The Nanny by Devin Vandriel

The Nanny
Devin Vandriel

At night the cockroaches took little bites out of my flesh.

But this was the way of the things back when the world was engulfed by war, for the second time. They called it World War Two. I was a child. Then the unexpected happened. They came from the stars and every night sirens warned of incoming spaceships – the city would go black not from the fear of the bombs but form the terror of the search lights, scanning the city for people.

But things changed.

I remember the first time they came during the day. My father yanked my mother and me into the shadow of a tall tree, trusting its branches to hide us. The bark scratched my arms and pulled at my shorts. My mother pressed me back, as if she were trying to push me into the safety of the trunk. A searchlight passed us again and again. Like an irate mad man pacing back and forth, but with each pass coming closer. My father pulled me close and whispered that he loved me. Then he kissed my mother on the cheek.

And ran.

My mother pulled my face into her stomach, turning me away.

My father didn’t scream as he was taken. My mother never spoke of that day, never spoke of him again—

Hungry clicks drew me back to the present day.

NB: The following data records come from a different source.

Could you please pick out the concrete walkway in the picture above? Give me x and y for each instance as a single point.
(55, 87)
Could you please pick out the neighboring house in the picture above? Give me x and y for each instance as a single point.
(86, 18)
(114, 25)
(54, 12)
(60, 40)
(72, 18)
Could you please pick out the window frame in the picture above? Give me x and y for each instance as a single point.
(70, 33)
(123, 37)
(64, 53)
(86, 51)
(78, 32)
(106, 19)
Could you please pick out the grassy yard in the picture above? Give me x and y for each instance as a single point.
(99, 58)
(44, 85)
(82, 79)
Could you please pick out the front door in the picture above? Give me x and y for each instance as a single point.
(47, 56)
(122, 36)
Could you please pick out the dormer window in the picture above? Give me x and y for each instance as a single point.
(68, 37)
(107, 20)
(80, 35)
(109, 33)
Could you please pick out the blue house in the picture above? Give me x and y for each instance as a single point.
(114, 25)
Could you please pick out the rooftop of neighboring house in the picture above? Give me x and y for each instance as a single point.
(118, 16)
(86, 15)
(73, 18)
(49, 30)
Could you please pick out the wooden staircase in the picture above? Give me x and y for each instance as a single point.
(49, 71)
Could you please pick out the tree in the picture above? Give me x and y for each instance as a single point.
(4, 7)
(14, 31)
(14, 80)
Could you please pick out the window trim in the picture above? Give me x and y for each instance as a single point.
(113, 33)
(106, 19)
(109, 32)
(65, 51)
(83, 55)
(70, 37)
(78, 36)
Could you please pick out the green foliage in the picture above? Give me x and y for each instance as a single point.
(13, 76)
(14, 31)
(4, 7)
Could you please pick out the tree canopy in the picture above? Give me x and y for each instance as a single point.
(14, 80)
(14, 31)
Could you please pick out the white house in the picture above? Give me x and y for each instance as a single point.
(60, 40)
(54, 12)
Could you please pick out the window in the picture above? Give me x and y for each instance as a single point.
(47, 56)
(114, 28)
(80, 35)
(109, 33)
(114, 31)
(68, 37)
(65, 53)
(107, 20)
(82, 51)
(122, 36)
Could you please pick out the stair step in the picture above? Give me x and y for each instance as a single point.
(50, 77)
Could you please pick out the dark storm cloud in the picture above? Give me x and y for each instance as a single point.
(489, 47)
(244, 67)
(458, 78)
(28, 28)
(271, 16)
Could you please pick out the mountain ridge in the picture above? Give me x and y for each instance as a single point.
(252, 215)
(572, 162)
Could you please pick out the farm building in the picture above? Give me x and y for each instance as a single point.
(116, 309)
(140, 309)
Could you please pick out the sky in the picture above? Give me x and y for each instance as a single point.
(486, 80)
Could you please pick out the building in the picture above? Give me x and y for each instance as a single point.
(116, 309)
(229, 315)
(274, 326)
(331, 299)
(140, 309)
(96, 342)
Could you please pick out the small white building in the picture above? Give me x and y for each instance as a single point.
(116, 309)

Sally blinked up at me, her large dark eyes full of life as she reaches for me with four of her tiny baby tentacles.

I smile, and I pick her up. As I set the little creature on my hip, she wraps her tiny arms around me and snuggles adorably into my chest. The suckers on her tentacles grabbing onto my skin, adding to the bruises already covering my arms and neck. She was getting stronger. And her nibbles getting more painful as her sharp little teeth poked through her gums.

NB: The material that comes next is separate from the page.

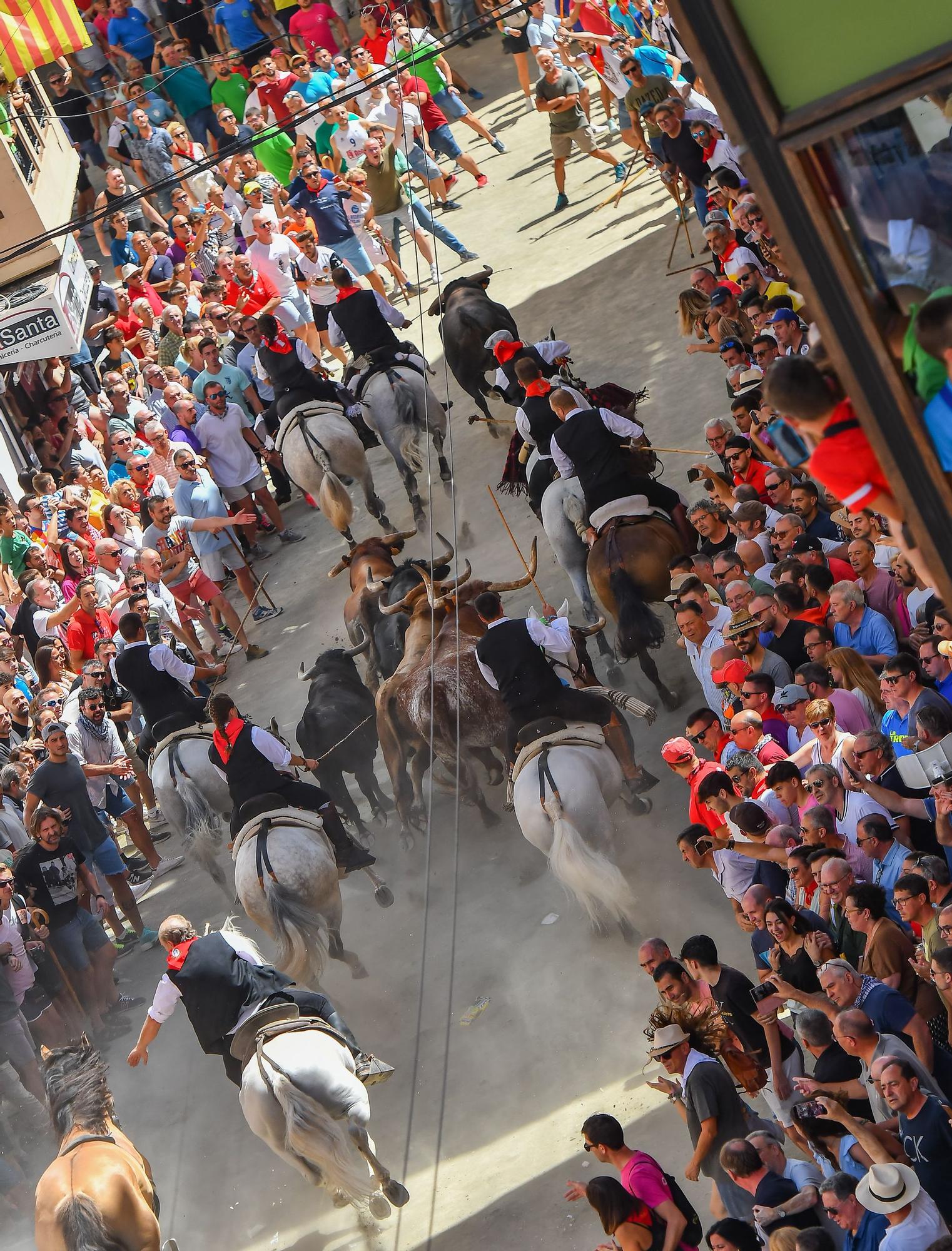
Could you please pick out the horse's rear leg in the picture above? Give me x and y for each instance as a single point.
(397, 1194)
(651, 671)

Pushing myself from the only chair I walk to the window and stare out at the dark void of endless dark space. There used to be a little blue dot of a planet that was my home. Growing smaller and smaller until it wasn’t visible anymore. Still, I looked for it. Hoped that one day when Sally was all grown up, they would take me back there.

Behind me a shallow beep followed by the sliding of metal-on-metal signals that it’s mealtime. It would be the same thing as always. Raw vegetables and fruit for me. And a knuckle sized chunks of unidentifiable raw meat for Sally.

Every once in a while, a wet death rattle would shatter the silence. The sound of it dampened by the space stations thick armored hull. For a moment I wonder just how big these creatures get, and what exactly they eat when they grow up.